Many people here disparagingly label them as “Buhoneros” – street peddlers, as if it were the most undesirable of commercial activities. These street vendors can run the gamut from some older person who spreads a piece of cardboard on the street and sells fruit out of used crates, like the man in the picture, or they may be as sophisticated as the owners of “quioscos” or Kiosks.
On whatever level you may find them here, they have always been a source of admiration and wonder for me. Although in some areas they tend to crowd the pedestrian walkways and sidewalks, and they do become overbearing on occasion, for me they symbolize the entrepreneurial spirit of doing for oneself.
Some groups like the Kuna Indians are especially diligent with their “puestos.” Their world renowned Mola handicrafts keep them busy and in revenues to provide for their growing families. I refer in particular to the women as it is the women, hardworking and courageous matrons, who bring their handmade treasures to city spots to sell mostly to the tourists.

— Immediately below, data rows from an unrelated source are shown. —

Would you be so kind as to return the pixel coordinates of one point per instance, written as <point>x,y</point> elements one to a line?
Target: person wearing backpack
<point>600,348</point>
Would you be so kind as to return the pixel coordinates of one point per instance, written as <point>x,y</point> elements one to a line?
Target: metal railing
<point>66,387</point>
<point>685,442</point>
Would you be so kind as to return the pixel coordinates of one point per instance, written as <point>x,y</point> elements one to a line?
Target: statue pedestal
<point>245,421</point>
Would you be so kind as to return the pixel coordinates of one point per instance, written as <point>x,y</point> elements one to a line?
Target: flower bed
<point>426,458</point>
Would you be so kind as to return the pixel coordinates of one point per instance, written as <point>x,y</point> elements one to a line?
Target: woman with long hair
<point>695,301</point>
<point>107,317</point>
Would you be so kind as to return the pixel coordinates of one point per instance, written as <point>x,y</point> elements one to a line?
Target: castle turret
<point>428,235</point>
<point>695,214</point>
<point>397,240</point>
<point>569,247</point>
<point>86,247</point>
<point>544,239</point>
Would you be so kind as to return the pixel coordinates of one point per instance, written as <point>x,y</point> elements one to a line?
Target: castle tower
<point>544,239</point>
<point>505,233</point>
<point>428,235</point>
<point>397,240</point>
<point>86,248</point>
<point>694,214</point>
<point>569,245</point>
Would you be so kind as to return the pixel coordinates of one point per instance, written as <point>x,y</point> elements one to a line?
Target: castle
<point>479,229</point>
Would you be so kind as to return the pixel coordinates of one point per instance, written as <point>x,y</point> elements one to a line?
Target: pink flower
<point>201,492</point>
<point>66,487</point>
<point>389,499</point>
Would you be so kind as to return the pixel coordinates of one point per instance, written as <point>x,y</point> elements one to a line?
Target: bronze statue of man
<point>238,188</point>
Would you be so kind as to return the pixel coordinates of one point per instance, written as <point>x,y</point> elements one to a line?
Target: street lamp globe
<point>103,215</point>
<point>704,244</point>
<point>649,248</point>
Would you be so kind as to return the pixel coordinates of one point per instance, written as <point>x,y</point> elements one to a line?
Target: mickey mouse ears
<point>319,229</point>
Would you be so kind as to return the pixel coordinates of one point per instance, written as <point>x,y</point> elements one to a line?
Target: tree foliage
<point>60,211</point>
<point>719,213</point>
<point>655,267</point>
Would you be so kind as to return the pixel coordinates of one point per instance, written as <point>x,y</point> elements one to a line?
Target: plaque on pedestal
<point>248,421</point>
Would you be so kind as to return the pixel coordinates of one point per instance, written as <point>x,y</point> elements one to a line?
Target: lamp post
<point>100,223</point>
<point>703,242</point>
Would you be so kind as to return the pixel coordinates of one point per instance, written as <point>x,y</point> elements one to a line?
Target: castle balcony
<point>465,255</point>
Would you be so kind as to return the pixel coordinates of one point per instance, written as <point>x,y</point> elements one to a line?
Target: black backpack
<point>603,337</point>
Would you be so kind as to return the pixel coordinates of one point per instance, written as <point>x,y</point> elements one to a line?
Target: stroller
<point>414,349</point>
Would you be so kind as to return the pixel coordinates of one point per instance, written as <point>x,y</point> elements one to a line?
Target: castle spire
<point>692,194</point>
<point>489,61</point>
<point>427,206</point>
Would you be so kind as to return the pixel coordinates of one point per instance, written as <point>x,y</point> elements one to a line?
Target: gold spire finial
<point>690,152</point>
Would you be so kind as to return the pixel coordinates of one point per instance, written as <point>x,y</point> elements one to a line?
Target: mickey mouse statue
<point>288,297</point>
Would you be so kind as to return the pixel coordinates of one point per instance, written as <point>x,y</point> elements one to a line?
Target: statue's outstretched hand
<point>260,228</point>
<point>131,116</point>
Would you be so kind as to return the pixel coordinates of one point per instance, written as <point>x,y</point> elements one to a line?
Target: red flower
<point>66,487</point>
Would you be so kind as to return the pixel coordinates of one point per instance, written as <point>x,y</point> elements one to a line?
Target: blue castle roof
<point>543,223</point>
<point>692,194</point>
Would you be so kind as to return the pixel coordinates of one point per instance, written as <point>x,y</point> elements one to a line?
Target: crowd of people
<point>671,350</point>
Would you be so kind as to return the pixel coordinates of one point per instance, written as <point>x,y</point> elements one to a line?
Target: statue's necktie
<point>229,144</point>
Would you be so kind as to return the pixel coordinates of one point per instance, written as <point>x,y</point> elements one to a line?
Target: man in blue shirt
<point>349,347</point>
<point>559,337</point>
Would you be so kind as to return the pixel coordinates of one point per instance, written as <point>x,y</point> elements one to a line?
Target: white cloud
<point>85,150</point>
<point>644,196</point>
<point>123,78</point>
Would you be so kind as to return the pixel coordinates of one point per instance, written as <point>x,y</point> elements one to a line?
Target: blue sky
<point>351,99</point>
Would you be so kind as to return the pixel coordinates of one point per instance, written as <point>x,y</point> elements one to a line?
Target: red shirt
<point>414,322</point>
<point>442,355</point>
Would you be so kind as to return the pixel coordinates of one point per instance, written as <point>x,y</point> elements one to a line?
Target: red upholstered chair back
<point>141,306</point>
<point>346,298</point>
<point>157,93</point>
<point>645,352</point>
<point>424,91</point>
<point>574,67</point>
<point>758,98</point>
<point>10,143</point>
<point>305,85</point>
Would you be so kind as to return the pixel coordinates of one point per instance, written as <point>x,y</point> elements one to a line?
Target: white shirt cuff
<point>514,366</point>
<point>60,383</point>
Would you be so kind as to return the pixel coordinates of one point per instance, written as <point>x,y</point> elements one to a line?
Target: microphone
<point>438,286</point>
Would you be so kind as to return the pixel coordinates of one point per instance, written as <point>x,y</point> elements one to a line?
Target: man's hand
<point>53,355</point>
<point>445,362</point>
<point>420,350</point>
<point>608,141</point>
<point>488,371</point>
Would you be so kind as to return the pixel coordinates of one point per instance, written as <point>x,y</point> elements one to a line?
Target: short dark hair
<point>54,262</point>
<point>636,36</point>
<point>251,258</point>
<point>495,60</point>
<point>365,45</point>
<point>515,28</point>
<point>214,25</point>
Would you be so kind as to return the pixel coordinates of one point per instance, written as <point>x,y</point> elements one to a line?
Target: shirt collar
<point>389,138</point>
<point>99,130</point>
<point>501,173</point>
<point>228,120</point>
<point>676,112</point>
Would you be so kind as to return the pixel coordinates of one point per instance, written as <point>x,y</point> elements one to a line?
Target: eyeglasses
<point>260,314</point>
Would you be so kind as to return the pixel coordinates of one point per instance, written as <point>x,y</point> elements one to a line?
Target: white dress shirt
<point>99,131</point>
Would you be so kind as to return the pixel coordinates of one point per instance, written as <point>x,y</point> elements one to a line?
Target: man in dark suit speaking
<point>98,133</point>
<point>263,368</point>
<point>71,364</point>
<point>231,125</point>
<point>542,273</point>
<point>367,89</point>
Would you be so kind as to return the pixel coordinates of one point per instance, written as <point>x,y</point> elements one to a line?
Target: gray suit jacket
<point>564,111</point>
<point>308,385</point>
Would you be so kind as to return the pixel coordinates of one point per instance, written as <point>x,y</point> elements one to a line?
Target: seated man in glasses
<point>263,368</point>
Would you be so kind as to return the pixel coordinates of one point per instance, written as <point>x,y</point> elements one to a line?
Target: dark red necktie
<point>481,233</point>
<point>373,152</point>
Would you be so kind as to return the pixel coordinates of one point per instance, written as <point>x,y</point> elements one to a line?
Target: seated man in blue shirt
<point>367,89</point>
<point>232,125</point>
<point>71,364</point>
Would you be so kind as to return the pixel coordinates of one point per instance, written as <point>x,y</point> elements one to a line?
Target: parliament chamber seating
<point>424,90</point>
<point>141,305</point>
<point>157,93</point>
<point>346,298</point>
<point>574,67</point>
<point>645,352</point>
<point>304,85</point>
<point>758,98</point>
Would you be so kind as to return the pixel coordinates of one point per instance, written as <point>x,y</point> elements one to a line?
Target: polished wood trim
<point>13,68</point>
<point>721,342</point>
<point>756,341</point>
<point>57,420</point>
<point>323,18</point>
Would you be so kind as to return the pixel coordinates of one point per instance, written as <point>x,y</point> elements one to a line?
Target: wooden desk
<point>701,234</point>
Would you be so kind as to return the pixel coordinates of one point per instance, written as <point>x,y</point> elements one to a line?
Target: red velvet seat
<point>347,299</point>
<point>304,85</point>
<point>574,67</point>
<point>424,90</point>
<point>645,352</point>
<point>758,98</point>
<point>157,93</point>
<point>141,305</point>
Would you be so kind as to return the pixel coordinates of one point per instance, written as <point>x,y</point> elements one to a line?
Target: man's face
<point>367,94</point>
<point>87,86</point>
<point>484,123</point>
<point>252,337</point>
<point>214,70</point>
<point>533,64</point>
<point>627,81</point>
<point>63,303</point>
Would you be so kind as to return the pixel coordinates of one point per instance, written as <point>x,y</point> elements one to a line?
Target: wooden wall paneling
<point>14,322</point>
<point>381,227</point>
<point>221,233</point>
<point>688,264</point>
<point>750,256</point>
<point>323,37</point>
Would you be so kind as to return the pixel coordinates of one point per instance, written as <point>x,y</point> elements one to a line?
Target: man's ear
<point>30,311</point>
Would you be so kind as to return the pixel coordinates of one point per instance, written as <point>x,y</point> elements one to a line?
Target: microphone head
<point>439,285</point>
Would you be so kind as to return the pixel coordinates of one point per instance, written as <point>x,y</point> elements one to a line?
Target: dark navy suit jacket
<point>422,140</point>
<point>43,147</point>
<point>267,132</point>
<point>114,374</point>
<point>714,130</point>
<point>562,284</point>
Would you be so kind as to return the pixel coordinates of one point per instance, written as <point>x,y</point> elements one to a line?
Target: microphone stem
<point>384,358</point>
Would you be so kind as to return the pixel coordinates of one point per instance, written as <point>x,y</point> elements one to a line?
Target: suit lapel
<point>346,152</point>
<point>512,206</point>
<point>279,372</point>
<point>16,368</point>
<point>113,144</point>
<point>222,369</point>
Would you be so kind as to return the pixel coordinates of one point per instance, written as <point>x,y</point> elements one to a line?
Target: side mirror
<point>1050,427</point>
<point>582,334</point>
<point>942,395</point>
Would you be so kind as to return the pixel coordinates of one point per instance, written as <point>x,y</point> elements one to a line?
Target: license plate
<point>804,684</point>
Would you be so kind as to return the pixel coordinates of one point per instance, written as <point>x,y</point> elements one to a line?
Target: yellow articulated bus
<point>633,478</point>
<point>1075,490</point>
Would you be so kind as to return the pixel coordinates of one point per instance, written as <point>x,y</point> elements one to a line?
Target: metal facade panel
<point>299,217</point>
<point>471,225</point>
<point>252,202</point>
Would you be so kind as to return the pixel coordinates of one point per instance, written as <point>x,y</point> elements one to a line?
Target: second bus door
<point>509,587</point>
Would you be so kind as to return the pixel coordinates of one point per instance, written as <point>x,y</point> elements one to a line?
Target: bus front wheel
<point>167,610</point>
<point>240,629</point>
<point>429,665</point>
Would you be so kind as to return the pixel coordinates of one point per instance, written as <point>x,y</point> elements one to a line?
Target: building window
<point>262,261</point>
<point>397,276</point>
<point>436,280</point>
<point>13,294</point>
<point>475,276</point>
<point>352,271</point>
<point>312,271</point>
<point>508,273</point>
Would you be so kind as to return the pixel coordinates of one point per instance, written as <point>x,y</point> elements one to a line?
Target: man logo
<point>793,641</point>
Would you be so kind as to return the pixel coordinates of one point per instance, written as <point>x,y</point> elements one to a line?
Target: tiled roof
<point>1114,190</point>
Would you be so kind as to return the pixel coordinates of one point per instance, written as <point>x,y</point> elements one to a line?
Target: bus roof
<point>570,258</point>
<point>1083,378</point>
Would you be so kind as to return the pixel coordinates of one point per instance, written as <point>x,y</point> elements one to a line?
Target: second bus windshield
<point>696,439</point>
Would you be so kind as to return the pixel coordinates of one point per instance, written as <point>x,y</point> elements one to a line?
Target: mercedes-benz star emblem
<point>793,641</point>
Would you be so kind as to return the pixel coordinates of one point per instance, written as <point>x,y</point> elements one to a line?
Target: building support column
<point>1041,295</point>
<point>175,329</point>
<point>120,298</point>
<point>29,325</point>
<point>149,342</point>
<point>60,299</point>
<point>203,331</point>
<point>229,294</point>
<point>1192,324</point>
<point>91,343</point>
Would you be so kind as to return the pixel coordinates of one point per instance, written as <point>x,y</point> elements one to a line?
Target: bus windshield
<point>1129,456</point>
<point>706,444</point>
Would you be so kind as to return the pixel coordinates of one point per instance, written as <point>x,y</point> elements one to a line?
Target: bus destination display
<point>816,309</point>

Near our residence in the Hotel District, on Vía Veneto, several of these industrious women and their families have set up tables or even use surplus military cots to act as tables to display their merchandise. Rarely do you catch them sleeping or wasting time. They appear like clockwork bright and early every morning with their enormous packs and suitcases filled with their goods. If they aren’t on their cell phones keeping track of their families, their fingers are always occupied with needle and thread working on their latest Mola creation. They take home the revenues they have generated with their own hands.
The income for many of these street peddlers can vary but many of them admit that with this commercial activity they have been able to raise families, put clothes and shoes on their children and pay for their schooling. Many of them would surprise the ordinary onlooker in that they can take home a goodly sum on good days.
True, their activity can be limited by the climate but rain or shine (and Panama is famous for driving, torrential rains) they always manage to earn something and take a sum home for the “paila.” Thus, with a little perseverance, a person who has tired of looking for an ordinary job that might fetch them a paltry $250.00 a month (government job) can enter the ranks of the self employed buhoneros and reach that amount and normally better it.
Some of you may be thinking where I got the title “The Owl’s Market” from. There is a whole city block which the Municipal government designated a long time ago as the Market for Buhoneros in an effort to have an organized, enclosed area in the city for the tourists, especially, to visit, purchase our handmade goods and gifts and take pictures. The sign at the entrance of the market, which is near the Cinco de Mayo square downtown, is adorned with the image of an owl and the words Mercado de Buhonería. Whoever came up with the image had a good idea.
In future posts I will delve more into this topic very dear to my heart.